Mr Straw said it was "imperative" that Mr Nadir return to Britain to face the "serious fraud offences" of which he was accused.
That was the way Mr Nadir - who allegedly jumped bail four years ago and fled to northern Cyprus - should seek to clear his name if he believed he had the evidence to do so, said Mr Straw.
"He has nothing to fear from British justice."
The Home Secretary was responding to remarks by Mr Nadir that he would consider returning to this country providing the Prime Minister promised he would not be arrested.
Mr Nadir also demanded a public inquiry into allegations surrounding his collapsed Polly Peck empire.
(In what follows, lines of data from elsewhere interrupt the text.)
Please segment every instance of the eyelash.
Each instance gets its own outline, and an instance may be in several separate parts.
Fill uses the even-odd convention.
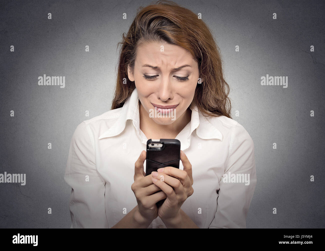
[[[153,79],[155,78],[155,77],[157,77],[158,75],[155,75],[153,76],[149,76],[148,75],[143,75],[143,77],[144,78],[146,79]],[[180,80],[182,81],[187,81],[188,80],[188,76],[187,77],[178,77],[178,76],[175,76],[176,79],[177,79],[178,80]]]

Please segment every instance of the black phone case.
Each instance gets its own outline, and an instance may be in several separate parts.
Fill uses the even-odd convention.
[[[150,149],[148,144],[150,143],[161,143],[163,145],[160,149]],[[178,140],[161,139],[159,141],[148,140],[147,142],[146,176],[150,174],[153,171],[157,171],[162,167],[170,166],[179,169],[180,150],[181,143]],[[160,178],[158,177],[157,179]],[[160,207],[165,199],[157,202],[157,207]]]

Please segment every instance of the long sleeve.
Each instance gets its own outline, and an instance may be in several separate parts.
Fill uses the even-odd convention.
[[[225,174],[219,181],[216,212],[209,228],[246,227],[246,217],[256,182],[254,143],[239,123],[231,140]],[[237,182],[229,182],[232,178]]]
[[[108,228],[105,184],[96,169],[95,151],[84,122],[72,136],[64,180],[72,188],[71,228]]]

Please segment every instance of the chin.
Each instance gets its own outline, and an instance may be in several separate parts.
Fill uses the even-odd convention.
[[[169,125],[174,122],[176,120],[176,118],[174,118],[175,119],[174,120],[172,120],[172,119],[174,119],[172,118],[152,118],[156,123],[160,125]]]

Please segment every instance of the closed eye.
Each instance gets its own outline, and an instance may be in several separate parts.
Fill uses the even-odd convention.
[[[146,79],[154,79],[159,76],[159,75],[154,75],[153,76],[150,76],[144,74],[143,77]],[[180,81],[187,81],[188,80],[188,76],[187,76],[187,77],[179,77],[178,76],[173,76],[175,77],[177,80]]]

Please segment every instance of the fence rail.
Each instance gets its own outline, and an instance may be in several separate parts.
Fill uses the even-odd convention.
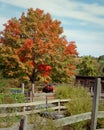
[[[49,100],[49,101],[35,101],[31,103],[15,103],[15,104],[1,104],[0,109],[4,111],[4,113],[0,113],[0,117],[6,117],[6,116],[15,116],[15,115],[28,115],[31,113],[38,113],[45,109],[52,109],[52,110],[60,110],[66,109],[66,107],[63,105],[67,102],[69,102],[70,99],[55,99],[55,100]],[[49,106],[49,104],[55,104],[53,106]],[[41,106],[45,105],[45,106]],[[15,108],[15,112],[8,113],[6,111],[6,108]],[[22,108],[21,111],[18,111],[18,108]],[[29,109],[28,109],[29,108]]]

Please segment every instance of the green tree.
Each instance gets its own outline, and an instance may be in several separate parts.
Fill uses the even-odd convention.
[[[96,76],[97,67],[95,62],[96,61],[91,56],[82,57],[80,63],[78,64],[78,74],[82,76]]]
[[[22,13],[19,19],[12,18],[4,24],[5,29],[0,33],[3,76],[26,79],[32,83],[40,79],[50,80],[50,73],[57,65],[65,64],[66,56],[73,59],[77,55],[75,43],[66,40],[60,25],[61,22],[52,20],[49,13],[32,8],[28,9],[27,15]],[[67,70],[64,73],[70,76],[69,65],[73,65],[73,60],[63,67]]]

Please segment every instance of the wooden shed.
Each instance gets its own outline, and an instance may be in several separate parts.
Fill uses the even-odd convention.
[[[101,78],[101,92],[104,93],[104,77],[101,76],[79,76],[75,78],[75,84],[81,84],[84,87],[89,88],[92,92],[94,90],[96,78]]]

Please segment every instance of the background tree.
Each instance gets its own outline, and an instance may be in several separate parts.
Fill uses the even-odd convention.
[[[78,64],[78,74],[82,76],[96,76],[98,71],[96,67],[96,60],[91,56],[84,56]]]
[[[97,61],[99,63],[99,75],[104,76],[104,55],[99,56]]]
[[[34,83],[42,77],[49,80],[51,71],[51,76],[58,72],[53,68],[63,64],[67,70],[65,73],[70,76],[72,59],[77,55],[76,45],[70,44],[62,35],[60,24],[60,21],[52,20],[49,13],[32,8],[28,9],[27,15],[22,13],[20,19],[12,18],[4,24],[5,29],[0,33],[3,44],[0,46],[0,68],[3,76]]]

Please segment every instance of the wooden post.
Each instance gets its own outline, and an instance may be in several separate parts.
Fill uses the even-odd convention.
[[[96,78],[92,104],[91,130],[96,130],[99,97],[101,92],[101,78]]]
[[[47,97],[47,94],[46,94],[46,110],[48,109],[48,97]]]
[[[24,87],[24,83],[22,83],[22,93],[25,93],[25,87]]]
[[[58,101],[58,113],[60,113],[60,100]]]
[[[27,130],[27,116],[21,118],[19,130]]]
[[[32,84],[32,93],[34,94],[34,88],[35,88],[35,86],[34,86],[34,84]]]

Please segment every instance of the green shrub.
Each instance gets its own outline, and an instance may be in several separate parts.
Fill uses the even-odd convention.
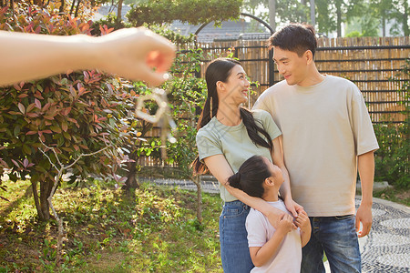
[[[0,30],[90,35],[91,22],[58,15],[53,9],[19,4],[15,16],[12,19],[11,11],[1,9]],[[0,88],[0,174],[6,169],[13,181],[30,176],[40,219],[49,218],[46,198],[57,173],[52,163],[67,166],[79,155],[112,145],[103,153],[82,157],[71,172],[73,179],[89,174],[118,178],[116,168],[121,154],[117,147],[128,136],[117,126],[129,104],[126,91],[118,77],[98,71],[67,72]]]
He fled to Cyprus in 1993 when his business became the centre of a Serious Fraud Office investigation.
Charges were brought against him but he never went to trial, leaving the allegations outstanding.
Mr Nadir told BBC Radio 4's Today programme: "I will be asking again, like numerous people have asked in Britain during the years I was there, that the new British government now will be sufficiently brave to clear this matter.
"And the request that I will be putting in again today is that Mr Blair can ask whether he is going to have a public inquiry.
"I cannot emphasise strongly enough the relevance of a public inquiry."
He added: "If I have an assurance to the government of Turkey that I will not be arrested, if I could have a guarantee government to government, I would be delighted to come back with a definite undertaking that there will be a public inquiry."
Pressed on why he had not stayed in Britain to face the charges, Mr Nadir suggested there had been impropriety in the way the matter was handled, and claimed there had been a "conspiracy".
Mr Nadir later told a news conference in Istanbul that he was preparing to take Britain to court over the collapse of his Polly Peck empire.
"Cases are ready against the British government and its various organs that have committed crimes," he said.